Scenografia minimale di Arsinoe Delacroix, che comunica quel che deve, che fa sentire lo spettatore quasi un voyeur, che nel finale evasivo diventa protagonista. Luci semplici, ma efficacissime ad isolare i vari personaggi quando serve. Quello che invece non funziona sono i vari movimenti fuori dalla cella-salaprove: non si capisce bene dove i due unici personaggi che possono uscire debbano andare, quale sia il percorso, perché possano passare da lì e non da qui (ma questo credo sia dovuto al "trasloco" dell'opera dal centro Zo al Piccolo).  
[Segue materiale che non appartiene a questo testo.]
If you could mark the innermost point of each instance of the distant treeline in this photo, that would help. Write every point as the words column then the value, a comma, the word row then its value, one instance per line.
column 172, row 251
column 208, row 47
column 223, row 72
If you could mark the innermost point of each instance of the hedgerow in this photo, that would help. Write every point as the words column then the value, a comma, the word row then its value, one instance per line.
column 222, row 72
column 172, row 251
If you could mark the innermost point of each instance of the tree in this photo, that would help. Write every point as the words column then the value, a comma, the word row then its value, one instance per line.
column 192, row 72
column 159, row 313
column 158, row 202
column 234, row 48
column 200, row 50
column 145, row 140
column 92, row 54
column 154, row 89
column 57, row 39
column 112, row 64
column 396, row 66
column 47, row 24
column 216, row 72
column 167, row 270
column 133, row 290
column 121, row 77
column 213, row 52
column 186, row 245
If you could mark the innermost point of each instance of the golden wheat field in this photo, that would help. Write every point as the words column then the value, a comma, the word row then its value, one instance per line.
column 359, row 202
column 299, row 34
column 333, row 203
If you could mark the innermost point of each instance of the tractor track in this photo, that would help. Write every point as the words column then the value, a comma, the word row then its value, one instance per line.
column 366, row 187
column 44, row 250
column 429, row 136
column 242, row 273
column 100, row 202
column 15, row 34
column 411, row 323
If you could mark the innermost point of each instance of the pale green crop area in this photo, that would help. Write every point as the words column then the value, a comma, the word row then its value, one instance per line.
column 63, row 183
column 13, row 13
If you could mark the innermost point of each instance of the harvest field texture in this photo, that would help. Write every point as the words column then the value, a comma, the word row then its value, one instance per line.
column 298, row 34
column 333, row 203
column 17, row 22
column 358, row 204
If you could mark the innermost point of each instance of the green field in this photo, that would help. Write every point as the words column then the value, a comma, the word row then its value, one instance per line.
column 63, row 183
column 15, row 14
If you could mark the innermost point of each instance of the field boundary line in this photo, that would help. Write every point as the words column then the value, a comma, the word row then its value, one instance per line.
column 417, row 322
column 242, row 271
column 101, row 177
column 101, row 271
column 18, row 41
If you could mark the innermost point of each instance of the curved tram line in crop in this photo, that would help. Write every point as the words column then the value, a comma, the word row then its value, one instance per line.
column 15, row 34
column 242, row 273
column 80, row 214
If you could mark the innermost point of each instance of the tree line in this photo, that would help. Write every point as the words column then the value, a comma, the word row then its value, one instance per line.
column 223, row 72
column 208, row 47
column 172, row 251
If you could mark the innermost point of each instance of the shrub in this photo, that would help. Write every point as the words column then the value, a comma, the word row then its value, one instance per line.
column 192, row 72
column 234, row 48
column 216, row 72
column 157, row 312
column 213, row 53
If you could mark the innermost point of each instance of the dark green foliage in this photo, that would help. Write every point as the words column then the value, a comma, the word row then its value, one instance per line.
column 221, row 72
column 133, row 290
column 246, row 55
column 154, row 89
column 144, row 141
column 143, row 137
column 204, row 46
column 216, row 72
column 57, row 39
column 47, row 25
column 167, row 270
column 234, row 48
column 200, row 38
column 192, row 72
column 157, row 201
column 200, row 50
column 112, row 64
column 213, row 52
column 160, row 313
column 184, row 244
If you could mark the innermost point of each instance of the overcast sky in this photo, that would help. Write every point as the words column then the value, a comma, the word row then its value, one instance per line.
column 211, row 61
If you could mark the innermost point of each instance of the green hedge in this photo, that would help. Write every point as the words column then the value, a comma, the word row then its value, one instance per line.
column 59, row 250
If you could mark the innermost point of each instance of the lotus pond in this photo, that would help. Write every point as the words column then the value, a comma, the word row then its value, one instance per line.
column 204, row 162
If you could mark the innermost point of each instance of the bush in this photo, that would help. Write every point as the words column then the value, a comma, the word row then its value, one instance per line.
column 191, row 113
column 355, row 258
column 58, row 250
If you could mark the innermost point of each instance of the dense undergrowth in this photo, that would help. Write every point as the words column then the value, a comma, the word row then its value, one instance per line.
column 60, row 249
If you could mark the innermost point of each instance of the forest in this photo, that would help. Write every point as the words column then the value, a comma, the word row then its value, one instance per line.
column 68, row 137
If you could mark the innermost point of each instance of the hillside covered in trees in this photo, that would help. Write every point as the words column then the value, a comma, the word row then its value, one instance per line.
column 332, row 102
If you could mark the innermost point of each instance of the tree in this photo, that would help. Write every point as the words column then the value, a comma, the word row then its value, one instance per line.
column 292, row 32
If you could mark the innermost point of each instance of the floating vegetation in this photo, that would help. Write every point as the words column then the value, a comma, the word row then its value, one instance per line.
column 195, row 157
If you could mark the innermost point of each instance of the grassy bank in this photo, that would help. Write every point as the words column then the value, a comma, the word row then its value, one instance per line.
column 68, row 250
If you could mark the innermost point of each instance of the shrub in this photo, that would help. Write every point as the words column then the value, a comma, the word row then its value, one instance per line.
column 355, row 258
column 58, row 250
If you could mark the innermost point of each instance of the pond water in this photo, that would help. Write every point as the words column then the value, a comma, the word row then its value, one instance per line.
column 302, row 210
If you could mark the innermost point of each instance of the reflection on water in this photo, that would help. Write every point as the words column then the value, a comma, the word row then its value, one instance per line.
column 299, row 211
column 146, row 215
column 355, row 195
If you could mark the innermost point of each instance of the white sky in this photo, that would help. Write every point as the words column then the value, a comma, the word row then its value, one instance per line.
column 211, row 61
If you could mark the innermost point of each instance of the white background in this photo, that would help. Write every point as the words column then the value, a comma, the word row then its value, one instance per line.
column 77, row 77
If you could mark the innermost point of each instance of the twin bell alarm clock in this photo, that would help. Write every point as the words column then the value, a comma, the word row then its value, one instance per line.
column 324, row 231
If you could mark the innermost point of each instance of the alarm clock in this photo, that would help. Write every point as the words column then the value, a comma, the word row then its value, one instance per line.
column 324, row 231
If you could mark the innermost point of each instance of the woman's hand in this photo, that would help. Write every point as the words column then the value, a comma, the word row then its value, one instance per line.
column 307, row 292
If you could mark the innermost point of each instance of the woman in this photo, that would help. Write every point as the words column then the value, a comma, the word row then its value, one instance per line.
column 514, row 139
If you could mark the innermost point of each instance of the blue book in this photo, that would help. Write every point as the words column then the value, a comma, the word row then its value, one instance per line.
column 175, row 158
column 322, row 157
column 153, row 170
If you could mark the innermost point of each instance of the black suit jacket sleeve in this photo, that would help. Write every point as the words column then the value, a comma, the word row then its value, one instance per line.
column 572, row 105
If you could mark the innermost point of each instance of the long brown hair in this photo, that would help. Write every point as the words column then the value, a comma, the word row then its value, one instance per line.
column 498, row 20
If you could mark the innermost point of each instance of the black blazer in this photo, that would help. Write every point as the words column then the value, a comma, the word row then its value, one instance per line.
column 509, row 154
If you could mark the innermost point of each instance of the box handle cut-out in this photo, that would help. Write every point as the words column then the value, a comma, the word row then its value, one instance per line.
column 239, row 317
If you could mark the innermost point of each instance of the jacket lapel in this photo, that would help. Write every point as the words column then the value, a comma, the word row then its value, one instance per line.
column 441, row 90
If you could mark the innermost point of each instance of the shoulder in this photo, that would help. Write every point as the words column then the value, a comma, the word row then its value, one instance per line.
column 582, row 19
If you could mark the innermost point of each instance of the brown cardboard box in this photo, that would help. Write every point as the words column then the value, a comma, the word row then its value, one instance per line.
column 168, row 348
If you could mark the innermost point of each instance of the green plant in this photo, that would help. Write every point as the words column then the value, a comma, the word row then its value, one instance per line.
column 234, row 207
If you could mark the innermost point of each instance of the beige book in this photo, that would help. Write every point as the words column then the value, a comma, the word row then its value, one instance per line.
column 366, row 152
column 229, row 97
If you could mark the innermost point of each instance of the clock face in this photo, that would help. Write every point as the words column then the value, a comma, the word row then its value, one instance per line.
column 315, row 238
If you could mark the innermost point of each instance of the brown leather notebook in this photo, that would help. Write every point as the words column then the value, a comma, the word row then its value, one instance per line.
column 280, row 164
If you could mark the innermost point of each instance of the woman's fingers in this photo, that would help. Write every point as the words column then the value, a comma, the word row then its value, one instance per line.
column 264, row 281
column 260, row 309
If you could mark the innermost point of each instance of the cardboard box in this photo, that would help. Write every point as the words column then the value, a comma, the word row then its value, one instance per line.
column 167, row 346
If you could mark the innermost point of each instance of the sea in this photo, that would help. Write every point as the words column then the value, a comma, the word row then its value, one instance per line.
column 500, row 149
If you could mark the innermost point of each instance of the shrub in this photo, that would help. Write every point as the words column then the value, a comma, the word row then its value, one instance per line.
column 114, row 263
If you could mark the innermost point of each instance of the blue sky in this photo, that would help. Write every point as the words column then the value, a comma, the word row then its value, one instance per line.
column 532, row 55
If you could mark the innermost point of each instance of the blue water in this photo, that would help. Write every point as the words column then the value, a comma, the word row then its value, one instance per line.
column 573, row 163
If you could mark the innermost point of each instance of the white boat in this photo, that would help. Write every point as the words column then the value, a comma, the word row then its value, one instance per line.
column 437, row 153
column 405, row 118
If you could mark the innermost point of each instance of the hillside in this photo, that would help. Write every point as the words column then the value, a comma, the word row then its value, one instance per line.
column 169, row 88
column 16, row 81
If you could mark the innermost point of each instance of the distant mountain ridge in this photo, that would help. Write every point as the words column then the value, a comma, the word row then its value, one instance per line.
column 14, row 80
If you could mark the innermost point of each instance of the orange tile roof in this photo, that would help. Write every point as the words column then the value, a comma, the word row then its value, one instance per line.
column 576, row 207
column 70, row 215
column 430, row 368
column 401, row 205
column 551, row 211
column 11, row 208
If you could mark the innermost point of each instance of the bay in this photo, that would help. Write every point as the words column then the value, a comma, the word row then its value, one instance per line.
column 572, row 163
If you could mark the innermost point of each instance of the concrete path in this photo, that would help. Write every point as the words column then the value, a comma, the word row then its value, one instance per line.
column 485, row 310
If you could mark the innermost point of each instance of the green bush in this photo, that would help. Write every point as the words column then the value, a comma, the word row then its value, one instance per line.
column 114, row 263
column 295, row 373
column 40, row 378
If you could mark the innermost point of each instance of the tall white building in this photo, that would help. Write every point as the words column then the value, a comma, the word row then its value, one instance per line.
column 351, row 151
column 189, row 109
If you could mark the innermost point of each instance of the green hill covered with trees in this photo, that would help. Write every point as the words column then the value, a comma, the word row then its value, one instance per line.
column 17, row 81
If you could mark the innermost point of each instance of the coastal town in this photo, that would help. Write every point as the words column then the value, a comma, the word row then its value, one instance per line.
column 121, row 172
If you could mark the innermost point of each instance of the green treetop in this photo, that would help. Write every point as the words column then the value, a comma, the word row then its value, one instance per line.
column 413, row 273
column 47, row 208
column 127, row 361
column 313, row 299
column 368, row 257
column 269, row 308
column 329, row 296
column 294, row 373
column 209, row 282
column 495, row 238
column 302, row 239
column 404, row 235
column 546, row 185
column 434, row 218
I testi son stati "tradotti" da carcerati reali, che stanno scontando ancora le proprie pene, a cui viene dedicato nel finale lo spettacolo stesso.
L'opera è una commedia, di quelle che fa ridere e parecchio (anche se solo i catanesi, forse già a palermo o messina farebbe ridere molto molto meno): "abra-calabria" urlato come formula magica prima di un balletto latino-american-catanese è qualcosa che rimane e fa ridere anche dopo; si riflette pure, soprattutto con la storia di Provola (il ragusano della situazione) unico del quale viene un pò approfondita la caratterizzazione (gli altri son macchiette stereotipate) e di cui viene narrato non il motivo per il quale è finito in carcere e anche un evento accaduto durante le prove dello spettacolo. Purtroppo degli altri personaggi in scena, soprattutto della "professoressa" Francesca sappiamo poco, conosciamo poco all'inizio e meno alla fine, non vediamo un'evoluzione, una crescita, un cambiamento di alcun tipo.
Bello spettacolo, diverte senza pretese, fa riflettere anche qui senza pretese, intrattiene senza mai annoiare né stancare nonostante le quasi due ore, consigliato dovessero riproporlo.